Comment by johnisgood 2 months ago

4 replies

It makes no sense to me. You found it easier to contribute to Rust projects because... Rust projects are significantly easier to build? What? You can just do "dune build" in OCaml, or run "make" for many C projects. Plus, it is also significantly slower to build Rust projects, you should have probably added that.

disgruntledphd2 2 months ago

> run "make" for many C projects.

This generally fails miserably, in my experience. It's normally a dance of error: libfoo missing, followed by install (which is generally only straightforward on linux), followed by libbar is missing etc.

Don't get me wrong, I have built lots of non-trivial C projects, but it's not straighforward at all (maybe if you always work in C it's easier).

  • johnisgood 2 months ago

    I don't like autotools, but I suppose that would be a good fit here, and perhaps proper pre-build instructions (e.g. "pacman -S libfoo").

    • disgruntledphd2 2 months ago

      Totally, autotools helps.

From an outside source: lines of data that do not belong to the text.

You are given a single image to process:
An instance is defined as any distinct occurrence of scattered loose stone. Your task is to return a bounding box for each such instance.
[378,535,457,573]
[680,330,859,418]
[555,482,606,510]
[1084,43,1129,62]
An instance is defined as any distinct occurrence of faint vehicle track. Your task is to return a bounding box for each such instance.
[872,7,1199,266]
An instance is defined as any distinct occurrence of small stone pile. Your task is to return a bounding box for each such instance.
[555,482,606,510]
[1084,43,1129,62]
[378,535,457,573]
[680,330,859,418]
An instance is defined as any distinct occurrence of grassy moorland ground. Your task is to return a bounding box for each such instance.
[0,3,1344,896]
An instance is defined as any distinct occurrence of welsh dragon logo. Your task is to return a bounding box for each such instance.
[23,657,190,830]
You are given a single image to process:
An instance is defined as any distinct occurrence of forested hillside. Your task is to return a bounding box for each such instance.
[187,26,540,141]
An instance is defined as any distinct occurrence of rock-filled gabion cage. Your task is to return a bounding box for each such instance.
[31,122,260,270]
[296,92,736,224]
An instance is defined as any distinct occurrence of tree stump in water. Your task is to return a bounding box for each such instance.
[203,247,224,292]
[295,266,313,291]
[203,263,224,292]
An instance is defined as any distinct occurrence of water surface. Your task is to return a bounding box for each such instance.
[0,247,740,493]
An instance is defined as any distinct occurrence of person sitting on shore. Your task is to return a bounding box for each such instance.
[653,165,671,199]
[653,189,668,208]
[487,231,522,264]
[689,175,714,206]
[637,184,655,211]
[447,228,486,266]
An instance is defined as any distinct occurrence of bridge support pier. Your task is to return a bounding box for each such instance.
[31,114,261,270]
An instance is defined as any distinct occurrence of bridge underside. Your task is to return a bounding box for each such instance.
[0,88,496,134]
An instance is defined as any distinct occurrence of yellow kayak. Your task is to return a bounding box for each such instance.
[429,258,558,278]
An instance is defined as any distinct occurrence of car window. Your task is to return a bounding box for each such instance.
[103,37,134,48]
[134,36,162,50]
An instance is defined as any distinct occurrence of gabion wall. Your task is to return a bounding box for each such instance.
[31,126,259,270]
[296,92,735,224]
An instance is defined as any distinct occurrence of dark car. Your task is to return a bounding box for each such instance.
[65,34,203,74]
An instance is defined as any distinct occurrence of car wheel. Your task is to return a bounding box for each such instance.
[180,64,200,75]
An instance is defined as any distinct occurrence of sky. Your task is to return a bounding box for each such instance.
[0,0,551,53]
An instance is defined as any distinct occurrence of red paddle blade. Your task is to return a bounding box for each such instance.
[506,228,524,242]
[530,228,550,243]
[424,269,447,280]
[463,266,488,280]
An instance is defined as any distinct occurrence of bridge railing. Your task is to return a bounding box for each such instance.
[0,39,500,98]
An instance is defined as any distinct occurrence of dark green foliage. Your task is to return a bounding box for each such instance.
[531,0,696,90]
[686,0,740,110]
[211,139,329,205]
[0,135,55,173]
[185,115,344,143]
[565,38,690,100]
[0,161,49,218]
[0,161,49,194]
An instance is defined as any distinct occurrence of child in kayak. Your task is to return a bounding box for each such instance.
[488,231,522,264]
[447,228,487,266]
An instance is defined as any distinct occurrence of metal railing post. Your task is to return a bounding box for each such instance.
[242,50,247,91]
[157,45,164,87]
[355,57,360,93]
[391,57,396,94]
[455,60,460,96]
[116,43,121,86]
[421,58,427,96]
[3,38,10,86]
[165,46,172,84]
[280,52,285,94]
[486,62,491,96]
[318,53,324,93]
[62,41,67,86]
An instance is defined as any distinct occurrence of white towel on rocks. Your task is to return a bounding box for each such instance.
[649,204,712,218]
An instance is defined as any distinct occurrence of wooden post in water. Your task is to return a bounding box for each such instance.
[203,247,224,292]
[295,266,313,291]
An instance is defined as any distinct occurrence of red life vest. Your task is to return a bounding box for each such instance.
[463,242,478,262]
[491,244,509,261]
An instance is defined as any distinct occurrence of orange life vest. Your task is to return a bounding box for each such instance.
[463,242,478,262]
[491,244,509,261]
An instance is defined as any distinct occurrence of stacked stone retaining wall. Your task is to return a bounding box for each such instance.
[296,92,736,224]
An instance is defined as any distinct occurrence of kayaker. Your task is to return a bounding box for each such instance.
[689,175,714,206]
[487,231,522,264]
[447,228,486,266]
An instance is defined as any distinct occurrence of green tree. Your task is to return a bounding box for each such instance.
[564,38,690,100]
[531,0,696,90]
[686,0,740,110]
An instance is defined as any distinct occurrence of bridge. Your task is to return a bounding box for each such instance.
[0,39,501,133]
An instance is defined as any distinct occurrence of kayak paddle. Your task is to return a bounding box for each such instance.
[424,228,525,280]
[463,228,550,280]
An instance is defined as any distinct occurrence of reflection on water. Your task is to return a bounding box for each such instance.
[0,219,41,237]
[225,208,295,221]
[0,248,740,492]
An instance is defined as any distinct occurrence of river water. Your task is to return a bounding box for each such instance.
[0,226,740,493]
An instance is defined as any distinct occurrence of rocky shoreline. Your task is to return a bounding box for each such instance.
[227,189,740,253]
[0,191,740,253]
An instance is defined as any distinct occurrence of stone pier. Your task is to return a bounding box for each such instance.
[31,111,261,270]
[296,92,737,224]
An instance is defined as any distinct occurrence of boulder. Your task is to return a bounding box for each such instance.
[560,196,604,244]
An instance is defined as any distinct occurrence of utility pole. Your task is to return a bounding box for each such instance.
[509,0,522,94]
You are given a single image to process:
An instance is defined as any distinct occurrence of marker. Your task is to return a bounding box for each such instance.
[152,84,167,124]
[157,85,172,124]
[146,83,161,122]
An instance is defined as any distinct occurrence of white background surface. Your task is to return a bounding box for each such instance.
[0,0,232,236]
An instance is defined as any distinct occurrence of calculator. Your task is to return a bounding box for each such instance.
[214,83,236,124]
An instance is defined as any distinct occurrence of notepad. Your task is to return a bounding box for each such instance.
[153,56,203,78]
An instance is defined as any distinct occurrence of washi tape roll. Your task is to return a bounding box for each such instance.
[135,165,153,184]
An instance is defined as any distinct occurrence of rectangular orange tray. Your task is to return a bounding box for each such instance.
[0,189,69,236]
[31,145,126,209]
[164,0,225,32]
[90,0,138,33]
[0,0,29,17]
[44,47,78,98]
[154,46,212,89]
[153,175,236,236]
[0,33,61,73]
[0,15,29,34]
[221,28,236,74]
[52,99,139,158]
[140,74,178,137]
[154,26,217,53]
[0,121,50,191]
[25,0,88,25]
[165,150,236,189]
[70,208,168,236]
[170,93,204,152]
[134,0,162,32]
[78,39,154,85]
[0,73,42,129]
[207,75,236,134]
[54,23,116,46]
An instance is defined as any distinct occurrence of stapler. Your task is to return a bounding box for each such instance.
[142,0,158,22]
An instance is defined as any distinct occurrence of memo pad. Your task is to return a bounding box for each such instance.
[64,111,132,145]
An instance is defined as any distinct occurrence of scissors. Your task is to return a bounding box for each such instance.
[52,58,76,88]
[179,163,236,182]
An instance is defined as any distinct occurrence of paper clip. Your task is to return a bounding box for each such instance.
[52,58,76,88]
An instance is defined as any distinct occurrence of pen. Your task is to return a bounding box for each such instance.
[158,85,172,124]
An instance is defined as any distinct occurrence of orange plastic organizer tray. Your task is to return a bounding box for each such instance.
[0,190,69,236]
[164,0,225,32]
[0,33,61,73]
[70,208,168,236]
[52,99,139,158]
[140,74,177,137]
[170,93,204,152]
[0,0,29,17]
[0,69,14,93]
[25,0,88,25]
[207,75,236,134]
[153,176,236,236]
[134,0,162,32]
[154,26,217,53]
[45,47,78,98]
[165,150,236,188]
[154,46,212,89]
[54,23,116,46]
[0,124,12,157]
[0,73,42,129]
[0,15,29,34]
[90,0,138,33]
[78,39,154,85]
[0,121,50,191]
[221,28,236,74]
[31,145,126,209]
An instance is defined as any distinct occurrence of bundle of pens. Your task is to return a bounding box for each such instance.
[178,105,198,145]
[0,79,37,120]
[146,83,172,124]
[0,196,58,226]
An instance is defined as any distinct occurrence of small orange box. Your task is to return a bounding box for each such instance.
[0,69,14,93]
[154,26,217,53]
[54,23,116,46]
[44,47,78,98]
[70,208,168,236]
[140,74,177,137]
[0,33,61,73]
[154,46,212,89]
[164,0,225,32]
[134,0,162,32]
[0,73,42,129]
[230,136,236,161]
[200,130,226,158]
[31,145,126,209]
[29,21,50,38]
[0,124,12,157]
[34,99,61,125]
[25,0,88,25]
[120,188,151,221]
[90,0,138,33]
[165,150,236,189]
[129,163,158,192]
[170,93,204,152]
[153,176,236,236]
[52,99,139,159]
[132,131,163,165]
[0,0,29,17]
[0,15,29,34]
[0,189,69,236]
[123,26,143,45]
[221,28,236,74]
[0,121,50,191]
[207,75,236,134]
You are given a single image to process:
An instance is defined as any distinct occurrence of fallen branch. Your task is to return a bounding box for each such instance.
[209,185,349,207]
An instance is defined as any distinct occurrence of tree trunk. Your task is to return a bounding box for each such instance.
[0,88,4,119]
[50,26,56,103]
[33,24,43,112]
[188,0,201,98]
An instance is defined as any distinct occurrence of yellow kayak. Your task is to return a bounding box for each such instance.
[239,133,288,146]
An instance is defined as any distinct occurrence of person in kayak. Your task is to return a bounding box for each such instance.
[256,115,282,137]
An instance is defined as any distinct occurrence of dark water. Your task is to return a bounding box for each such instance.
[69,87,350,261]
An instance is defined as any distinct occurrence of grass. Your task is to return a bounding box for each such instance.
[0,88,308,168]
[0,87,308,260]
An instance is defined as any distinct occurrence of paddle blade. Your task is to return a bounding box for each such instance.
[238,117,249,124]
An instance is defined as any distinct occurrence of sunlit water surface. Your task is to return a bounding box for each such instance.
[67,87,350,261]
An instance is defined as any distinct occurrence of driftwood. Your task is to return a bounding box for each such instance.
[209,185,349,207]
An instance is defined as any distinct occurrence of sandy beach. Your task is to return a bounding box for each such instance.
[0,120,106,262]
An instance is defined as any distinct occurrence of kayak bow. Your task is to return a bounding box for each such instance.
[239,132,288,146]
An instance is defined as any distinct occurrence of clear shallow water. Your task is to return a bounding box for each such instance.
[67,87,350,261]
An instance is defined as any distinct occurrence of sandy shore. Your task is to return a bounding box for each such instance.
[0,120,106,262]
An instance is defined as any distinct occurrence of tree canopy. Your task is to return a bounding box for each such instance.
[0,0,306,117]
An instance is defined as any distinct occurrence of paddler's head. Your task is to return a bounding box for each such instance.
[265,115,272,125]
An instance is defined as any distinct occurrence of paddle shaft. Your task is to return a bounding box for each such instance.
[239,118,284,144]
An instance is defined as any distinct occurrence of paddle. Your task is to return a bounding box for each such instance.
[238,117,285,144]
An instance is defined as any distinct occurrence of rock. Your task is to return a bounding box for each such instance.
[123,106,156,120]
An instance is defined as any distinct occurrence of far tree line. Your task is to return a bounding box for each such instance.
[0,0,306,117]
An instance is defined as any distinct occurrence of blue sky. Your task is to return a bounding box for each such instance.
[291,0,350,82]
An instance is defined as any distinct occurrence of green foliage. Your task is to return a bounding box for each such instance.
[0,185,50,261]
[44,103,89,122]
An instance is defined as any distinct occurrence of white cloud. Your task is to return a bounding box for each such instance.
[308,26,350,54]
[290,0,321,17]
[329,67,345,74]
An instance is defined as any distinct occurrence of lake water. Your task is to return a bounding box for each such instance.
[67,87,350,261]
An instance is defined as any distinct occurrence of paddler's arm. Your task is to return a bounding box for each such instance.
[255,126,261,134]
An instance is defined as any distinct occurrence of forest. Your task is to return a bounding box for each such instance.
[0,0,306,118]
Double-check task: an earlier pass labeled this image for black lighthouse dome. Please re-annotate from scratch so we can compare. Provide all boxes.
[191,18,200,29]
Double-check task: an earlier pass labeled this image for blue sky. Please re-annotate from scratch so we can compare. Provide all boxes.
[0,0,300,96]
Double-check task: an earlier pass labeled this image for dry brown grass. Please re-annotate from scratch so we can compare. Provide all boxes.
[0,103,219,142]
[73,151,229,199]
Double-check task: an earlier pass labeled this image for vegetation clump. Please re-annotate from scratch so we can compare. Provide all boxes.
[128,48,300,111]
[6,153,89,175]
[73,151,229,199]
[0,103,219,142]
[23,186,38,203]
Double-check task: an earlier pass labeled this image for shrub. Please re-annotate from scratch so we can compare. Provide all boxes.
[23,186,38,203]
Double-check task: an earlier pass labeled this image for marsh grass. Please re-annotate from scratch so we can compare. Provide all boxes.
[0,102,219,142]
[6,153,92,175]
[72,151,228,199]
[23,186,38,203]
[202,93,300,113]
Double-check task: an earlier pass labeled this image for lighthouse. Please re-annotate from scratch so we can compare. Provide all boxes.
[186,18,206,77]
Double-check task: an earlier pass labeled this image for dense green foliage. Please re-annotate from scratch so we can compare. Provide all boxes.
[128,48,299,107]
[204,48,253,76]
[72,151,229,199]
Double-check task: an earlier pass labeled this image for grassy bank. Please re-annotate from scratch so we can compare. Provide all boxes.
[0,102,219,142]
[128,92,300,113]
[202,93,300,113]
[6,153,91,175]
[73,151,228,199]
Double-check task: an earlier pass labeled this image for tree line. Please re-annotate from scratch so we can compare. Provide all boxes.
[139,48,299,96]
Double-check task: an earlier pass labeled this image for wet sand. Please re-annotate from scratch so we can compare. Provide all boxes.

However, it's generally dependency issues that cause the problems, you're missing some header files etc. Finding out about these at configure time is better, but there's still a bunch of toil in identifying and getting those dependencies.

lynndotpy 2 months ago

Yes, I meant the words I said. I haven't used OCaml, and some C projects are "just make" but that's not the rule like it is with Rust projects.

The time I spend doing things is much more valuable than the time my computer spends doing things.

I can only speak for why I like to know a project is written in Rust. I didn't add the build time because I didn't care.